Copenhague, tout ça pour ça… (27 janvier 2010)



La Conférence de Copenhague s’est achevée dans la confusion sur un texte vague de moins de trois pages, non contraignant, rappelant tout de même l’objectif de limiter à 2°C le réchauffement climatique mais on n’y trouve aucune allusion à la réduction d’un facteur 2, par référence à 1990, des rejets de gaz à effet de serre d’ici 2050 ; ce texte est assorti de deux pages d’annexes laissées en blanc ! Bref un triste brouillon contesté par de nombreuses délégations et laissé non signé par des chefs d’état pressés, qu’ils étaient, de regagner leurs pénates.

Une année de battage médiatique, de tentatives de culpabilisation du public des pays dits du Nord, de manipulation de l’opinion n’aura donc pas suffi pour amener les milliers de délégués de 192 Etats et les 110 chefs d’Etat qui avaient fait le voyage de Copenhague à accoucher d’un accord.

Comment aurait-il pu en être autrement quand, au terme de 3 à 5 ans, la plupart des responsables politiques sont jugés sur les résultats, obtenus le plus souvent au plan local ?

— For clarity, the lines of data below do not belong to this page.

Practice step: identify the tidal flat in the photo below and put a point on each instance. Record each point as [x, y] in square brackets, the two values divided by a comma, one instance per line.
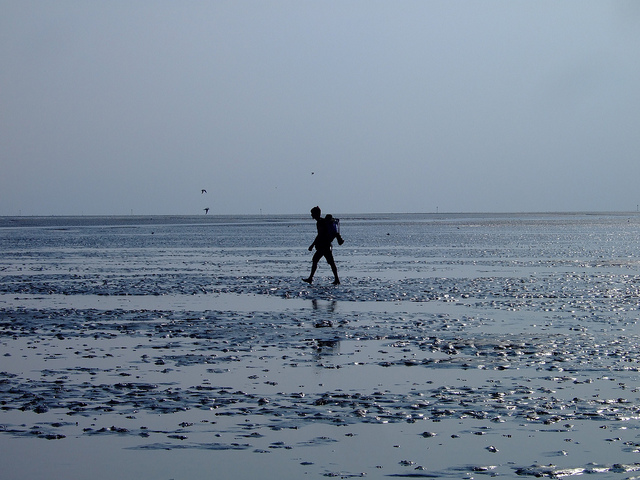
[457, 346]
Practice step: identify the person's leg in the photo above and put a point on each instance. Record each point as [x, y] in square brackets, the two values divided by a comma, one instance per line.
[314, 265]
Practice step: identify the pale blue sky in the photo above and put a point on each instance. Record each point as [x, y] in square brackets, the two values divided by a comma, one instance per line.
[109, 107]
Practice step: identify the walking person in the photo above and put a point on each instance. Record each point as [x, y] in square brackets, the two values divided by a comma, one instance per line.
[327, 231]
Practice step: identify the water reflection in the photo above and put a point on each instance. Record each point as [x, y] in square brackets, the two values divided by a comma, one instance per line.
[324, 317]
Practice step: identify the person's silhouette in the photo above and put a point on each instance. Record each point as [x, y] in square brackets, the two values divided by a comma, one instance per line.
[326, 233]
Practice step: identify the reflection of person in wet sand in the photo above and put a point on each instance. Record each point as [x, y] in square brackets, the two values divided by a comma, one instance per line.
[326, 233]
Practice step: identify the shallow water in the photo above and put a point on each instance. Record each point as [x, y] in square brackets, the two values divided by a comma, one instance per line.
[457, 346]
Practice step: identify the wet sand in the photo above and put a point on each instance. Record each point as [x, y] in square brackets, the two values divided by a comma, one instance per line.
[198, 363]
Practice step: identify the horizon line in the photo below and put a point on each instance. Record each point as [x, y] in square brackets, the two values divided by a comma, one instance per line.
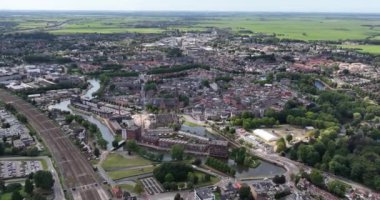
[187, 11]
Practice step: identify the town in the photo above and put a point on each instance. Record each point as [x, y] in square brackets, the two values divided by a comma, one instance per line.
[186, 114]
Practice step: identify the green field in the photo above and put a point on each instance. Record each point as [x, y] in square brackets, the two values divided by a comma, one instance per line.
[129, 172]
[114, 161]
[372, 49]
[305, 28]
[128, 187]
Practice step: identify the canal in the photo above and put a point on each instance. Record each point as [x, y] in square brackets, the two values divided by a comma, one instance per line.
[64, 106]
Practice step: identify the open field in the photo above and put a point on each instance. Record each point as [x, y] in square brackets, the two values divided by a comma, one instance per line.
[302, 28]
[372, 49]
[292, 26]
[128, 187]
[129, 172]
[114, 161]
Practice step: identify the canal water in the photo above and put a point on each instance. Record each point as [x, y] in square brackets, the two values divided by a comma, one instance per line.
[199, 131]
[319, 85]
[264, 170]
[63, 105]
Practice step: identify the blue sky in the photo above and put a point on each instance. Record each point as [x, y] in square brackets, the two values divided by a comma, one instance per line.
[358, 6]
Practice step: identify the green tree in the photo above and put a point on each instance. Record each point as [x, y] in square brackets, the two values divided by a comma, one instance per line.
[289, 137]
[245, 193]
[38, 197]
[178, 197]
[32, 151]
[139, 188]
[177, 152]
[281, 145]
[115, 143]
[28, 188]
[316, 178]
[43, 180]
[337, 187]
[2, 185]
[132, 146]
[16, 196]
[2, 149]
[169, 177]
[190, 177]
[97, 152]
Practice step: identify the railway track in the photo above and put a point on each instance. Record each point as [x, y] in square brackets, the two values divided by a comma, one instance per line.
[78, 174]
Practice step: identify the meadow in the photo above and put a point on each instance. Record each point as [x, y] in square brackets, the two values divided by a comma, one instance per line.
[292, 26]
[302, 28]
[372, 49]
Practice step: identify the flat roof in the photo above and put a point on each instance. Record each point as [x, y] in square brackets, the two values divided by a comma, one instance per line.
[269, 137]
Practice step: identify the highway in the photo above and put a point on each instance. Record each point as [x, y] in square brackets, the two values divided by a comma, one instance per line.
[294, 167]
[78, 175]
[57, 188]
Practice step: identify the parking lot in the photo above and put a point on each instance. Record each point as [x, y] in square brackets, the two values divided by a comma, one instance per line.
[151, 186]
[18, 169]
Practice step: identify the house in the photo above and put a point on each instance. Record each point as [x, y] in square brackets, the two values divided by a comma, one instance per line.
[204, 194]
[117, 192]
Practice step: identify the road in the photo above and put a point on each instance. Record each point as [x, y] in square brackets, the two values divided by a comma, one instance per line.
[76, 171]
[57, 188]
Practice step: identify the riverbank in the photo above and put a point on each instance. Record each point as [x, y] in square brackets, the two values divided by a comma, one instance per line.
[105, 131]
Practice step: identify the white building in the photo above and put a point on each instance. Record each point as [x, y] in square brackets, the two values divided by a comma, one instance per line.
[265, 135]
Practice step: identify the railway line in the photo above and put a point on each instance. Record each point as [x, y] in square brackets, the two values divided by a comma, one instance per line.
[79, 177]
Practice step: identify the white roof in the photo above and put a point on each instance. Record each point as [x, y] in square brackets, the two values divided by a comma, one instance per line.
[265, 135]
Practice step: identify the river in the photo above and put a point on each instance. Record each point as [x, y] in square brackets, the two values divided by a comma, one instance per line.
[319, 85]
[64, 106]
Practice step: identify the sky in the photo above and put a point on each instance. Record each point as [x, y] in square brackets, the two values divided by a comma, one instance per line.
[355, 6]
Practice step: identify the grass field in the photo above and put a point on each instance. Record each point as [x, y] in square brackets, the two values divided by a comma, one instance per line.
[312, 28]
[128, 187]
[200, 175]
[372, 49]
[130, 172]
[114, 161]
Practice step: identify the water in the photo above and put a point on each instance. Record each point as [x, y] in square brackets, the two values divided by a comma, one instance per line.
[63, 105]
[106, 133]
[319, 85]
[95, 85]
[265, 169]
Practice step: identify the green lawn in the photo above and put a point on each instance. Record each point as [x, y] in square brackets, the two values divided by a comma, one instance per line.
[372, 49]
[128, 187]
[114, 161]
[130, 172]
[202, 184]
[303, 28]
[6, 196]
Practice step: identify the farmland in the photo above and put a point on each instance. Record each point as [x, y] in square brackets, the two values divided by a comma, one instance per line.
[372, 49]
[306, 27]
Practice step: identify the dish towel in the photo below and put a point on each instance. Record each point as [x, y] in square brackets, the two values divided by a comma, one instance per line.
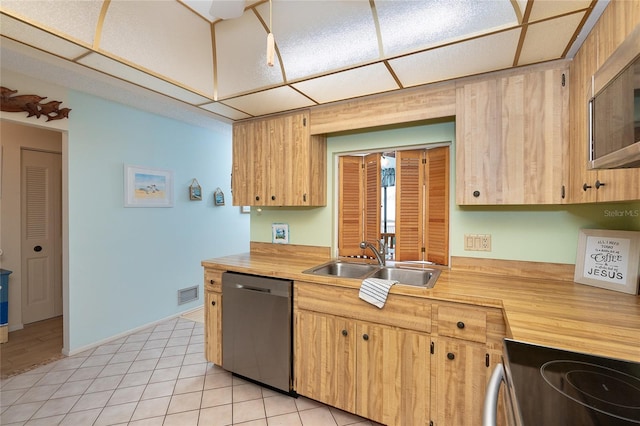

Comment les pays en déclin comme l’Europe ou le Japon ont-ils pu, au fil des mois, s’imaginer qu’ils pourraient amener les pays émergents à s’engager à ne pas les suivre sur la voie du développement ?

Comment avaient-ils pu imaginer que la Chine accepterait des objectifs sévères dont le respect serait sous le contrôle de fonctionnaires étrangers ?

Comment a-t-on pu faire croire que en forçant le président américain à faire le voyage de Copenhague, celui-ci prendrait des engagements allant à l’encontre de l’opinion de ses concitoyens et de leurs représentants, ceux-ci étant, semble-t-il, beaucoup moins mûrs que ne le sont les européens – et peut-être plus égoïstes?

La Conférence a donc vu s’affronter deux mondes : l’un – essentiellement l’Europe – idéaliste et naïf, prêt à un effort de solidarité et à accepter certains sacrifices douloureux et engageants et l’autre, très hétérogène, rassemblant des pays n’ayant de commun que le chacun pour soi, dont le développement est encore faible – y compris la Chine si on veut bien considérer les chiffres par habitant et non les chiffres globaux – ainsi que les Etats-Unis qui fondent tous leurs espoirs sur la recherche et le progrès technologique et qui, aujourd’hui encore, ne croient guère à la nécessité de lutter contre le réchauffement climatique.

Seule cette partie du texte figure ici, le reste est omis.